In particular, the quality of the accounting certification process is regularly reviewed with the divisions/business lines, for instance with the preparation of quantitative indicators for some controls, targeted cross-functional reviews of a major control and ad hoc reviews with the divisions/business lines on specific points for improvement in various areas. These reviews are supplemented by presentations to the various committees in the Finance channel, on-site visits and training sessions. Group procedures clarifying some major controls, and detailed instructions aimed at ensuring consistent responses and adequately- documented processes are also distributed. These Group procedures and instructions are extended where necessary at divisions/business lines level to cover issues specific to them.

Similarly, the certification system of the data contributing to the calculation of the capital adequacy ratio is subject to adjustment in order to take into account developments in the processes and the organisation, and to capitalise on indicators and controls in place in the various sectors in connection with the improvement programme on the reporting and the quality of the data.

In addition, in respect of liquidity reporting, changes in processes and tools are carried out regularly in order to adapt to the new demands of regulatory reporting, and specific actions are taken with the various contributors in order to enhance the quality and controls for the channel.

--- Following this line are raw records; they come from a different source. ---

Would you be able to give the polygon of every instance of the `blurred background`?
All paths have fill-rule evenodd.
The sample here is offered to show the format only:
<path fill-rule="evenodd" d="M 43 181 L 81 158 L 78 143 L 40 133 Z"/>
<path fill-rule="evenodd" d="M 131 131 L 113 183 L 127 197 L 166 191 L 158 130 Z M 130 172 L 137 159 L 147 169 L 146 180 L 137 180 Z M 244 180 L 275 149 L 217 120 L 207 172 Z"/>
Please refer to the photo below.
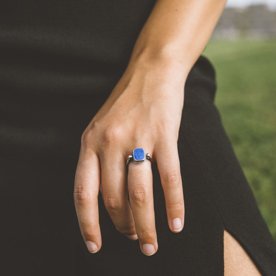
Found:
<path fill-rule="evenodd" d="M 276 1 L 228 0 L 203 53 L 215 103 L 276 241 Z"/>

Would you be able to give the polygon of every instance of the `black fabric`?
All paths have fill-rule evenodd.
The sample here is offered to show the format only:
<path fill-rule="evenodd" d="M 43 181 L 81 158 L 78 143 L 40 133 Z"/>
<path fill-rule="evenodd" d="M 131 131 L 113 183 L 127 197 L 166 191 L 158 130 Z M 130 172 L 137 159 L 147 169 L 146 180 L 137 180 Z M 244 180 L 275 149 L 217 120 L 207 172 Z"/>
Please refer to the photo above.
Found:
<path fill-rule="evenodd" d="M 155 2 L 0 3 L 3 275 L 222 275 L 224 229 L 263 275 L 276 275 L 276 246 L 222 125 L 215 72 L 202 56 L 185 85 L 178 142 L 183 230 L 169 228 L 153 164 L 156 253 L 144 255 L 116 230 L 100 193 L 102 248 L 86 248 L 73 196 L 80 137 Z"/>

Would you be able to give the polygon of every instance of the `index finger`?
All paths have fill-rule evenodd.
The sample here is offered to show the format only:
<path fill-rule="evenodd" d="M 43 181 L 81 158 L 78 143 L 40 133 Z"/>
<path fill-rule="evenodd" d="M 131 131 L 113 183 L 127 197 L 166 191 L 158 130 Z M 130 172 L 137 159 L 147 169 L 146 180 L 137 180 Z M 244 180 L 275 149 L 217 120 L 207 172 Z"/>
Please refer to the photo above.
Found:
<path fill-rule="evenodd" d="M 98 205 L 100 168 L 95 153 L 90 151 L 89 154 L 80 155 L 75 177 L 74 199 L 82 235 L 91 253 L 98 252 L 102 246 Z"/>

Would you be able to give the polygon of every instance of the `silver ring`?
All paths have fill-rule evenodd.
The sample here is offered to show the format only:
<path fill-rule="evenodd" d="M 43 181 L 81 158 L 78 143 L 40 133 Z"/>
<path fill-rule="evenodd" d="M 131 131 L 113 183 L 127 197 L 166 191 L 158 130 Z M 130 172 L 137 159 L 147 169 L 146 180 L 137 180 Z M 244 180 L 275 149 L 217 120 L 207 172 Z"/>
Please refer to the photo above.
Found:
<path fill-rule="evenodd" d="M 133 150 L 132 155 L 128 155 L 128 159 L 126 163 L 127 167 L 128 167 L 128 163 L 131 161 L 133 161 L 134 163 L 143 163 L 145 162 L 146 159 L 152 163 L 151 155 L 149 153 L 145 154 L 144 149 L 138 148 Z"/>

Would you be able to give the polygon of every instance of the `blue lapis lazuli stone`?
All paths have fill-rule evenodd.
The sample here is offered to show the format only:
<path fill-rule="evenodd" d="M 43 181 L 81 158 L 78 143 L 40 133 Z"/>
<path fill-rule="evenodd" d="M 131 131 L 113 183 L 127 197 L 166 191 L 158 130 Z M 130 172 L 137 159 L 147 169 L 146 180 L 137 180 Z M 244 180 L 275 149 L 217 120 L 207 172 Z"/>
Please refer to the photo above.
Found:
<path fill-rule="evenodd" d="M 141 148 L 136 148 L 133 151 L 133 159 L 134 162 L 145 160 L 146 155 L 144 150 Z"/>

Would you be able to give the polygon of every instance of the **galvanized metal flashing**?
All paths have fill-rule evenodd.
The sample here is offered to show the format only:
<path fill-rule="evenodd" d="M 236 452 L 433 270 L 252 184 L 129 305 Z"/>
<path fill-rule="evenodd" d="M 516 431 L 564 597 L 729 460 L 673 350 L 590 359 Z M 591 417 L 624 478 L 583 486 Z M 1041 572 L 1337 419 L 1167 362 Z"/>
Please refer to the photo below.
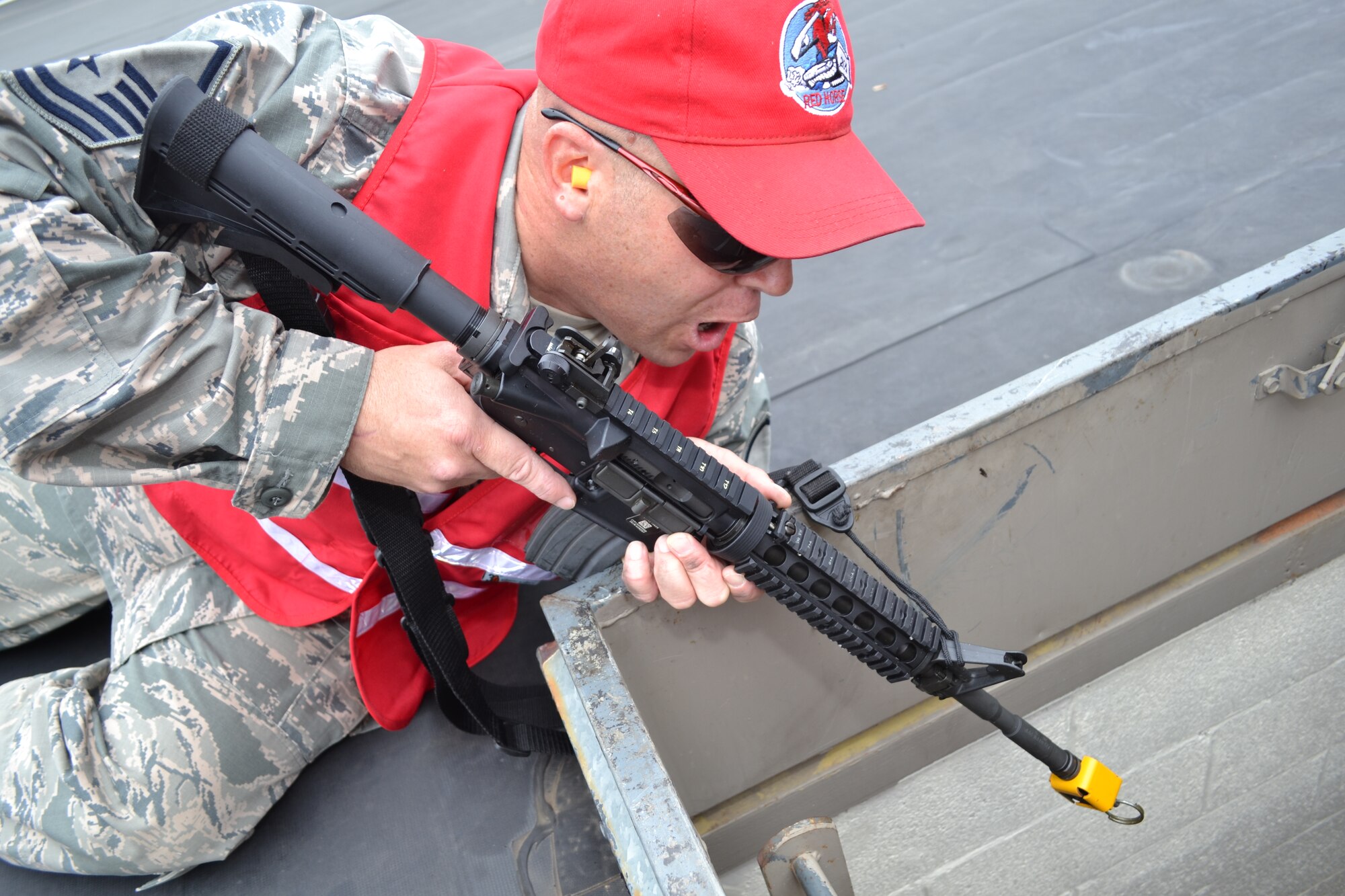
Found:
<path fill-rule="evenodd" d="M 1345 230 L 1040 367 L 979 398 L 870 445 L 835 464 L 855 507 L 889 498 L 905 480 L 954 463 L 1157 363 L 1297 299 L 1303 281 L 1336 269 L 1345 276 Z M 1263 303 L 1282 295 L 1282 301 Z M 1252 371 L 1255 373 L 1255 371 Z"/>

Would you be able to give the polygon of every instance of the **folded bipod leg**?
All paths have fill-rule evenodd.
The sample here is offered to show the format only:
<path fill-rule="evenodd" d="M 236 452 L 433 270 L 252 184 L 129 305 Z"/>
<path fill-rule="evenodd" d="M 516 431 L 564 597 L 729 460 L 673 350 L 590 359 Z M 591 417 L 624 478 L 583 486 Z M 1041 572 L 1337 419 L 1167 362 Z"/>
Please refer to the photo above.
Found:
<path fill-rule="evenodd" d="M 1120 776 L 1092 756 L 1079 759 L 983 690 L 956 694 L 954 700 L 1049 768 L 1050 786 L 1069 802 L 1106 813 L 1118 825 L 1138 825 L 1145 821 L 1145 809 L 1139 803 L 1119 798 Z M 1118 813 L 1118 806 L 1127 806 L 1132 814 Z"/>

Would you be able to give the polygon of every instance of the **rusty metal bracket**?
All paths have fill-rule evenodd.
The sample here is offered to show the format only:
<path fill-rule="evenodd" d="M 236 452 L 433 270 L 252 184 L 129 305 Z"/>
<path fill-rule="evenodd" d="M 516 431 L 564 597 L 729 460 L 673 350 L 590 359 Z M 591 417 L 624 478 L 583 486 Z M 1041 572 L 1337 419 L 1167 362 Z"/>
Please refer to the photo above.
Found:
<path fill-rule="evenodd" d="M 1256 377 L 1256 398 L 1283 394 L 1290 398 L 1329 396 L 1345 389 L 1345 332 L 1326 340 L 1322 363 L 1307 370 L 1276 365 Z"/>
<path fill-rule="evenodd" d="M 804 818 L 761 848 L 757 865 L 771 896 L 854 896 L 841 834 L 830 818 Z"/>

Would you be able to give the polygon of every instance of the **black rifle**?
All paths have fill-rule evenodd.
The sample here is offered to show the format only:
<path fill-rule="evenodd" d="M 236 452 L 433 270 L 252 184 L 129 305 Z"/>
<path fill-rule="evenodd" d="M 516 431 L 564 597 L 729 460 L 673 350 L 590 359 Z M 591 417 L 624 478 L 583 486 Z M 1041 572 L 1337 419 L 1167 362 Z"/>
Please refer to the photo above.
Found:
<path fill-rule="evenodd" d="M 1112 814 L 1116 803 L 1134 806 L 1116 799 L 1119 778 L 1092 757 L 1080 761 L 983 690 L 1022 675 L 1025 654 L 960 643 L 868 549 L 920 609 L 799 513 L 775 509 L 616 385 L 615 339 L 594 346 L 566 327 L 551 332 L 542 308 L 519 323 L 476 304 L 187 78 L 175 78 L 155 104 L 140 165 L 136 200 L 156 221 L 218 225 L 221 242 L 274 258 L 320 292 L 346 285 L 406 311 L 457 346 L 482 409 L 562 468 L 576 511 L 589 521 L 646 545 L 691 533 L 877 674 L 909 678 L 994 724 L 1042 761 L 1071 800 L 1124 823 L 1143 817 Z M 830 468 L 808 461 L 787 471 L 785 483 L 804 515 L 854 538 L 845 483 Z"/>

Lastly, in late 2019, the Group completed a programme called Risk Data Aggregation and Reporting (RaDAR) in response to the Principles for effective risk data aggregation and risk reporting established by the Basel Committee. The aim of this programme was to improve the quality and integrity of the data needed to produce reports covering the different types of risks to which BNP Paribas is exposed (credit, market, liquidity, operational), and to strengthen the consistency of reporting for all levels of the organisation during normal times as well as in times of stress or crisis.

The Group believes itself to be compliant with the principles established by the Basel Committee for the purposes of risk data aggregation and risk reporting ( Principles for effective risk data aggregation and risk reporting ) in line with the criteria defined when the RaDAR programme was launched.

To ensure that the Group complies with BCBS 239 principles in day-to-day operations management, BNP Paribas has appointed a Group Chief Data Officer (CDO) as well as a CDO Risk/Finance. To ensure compliance, they use the Chief Data Officers process within the businesses and functions.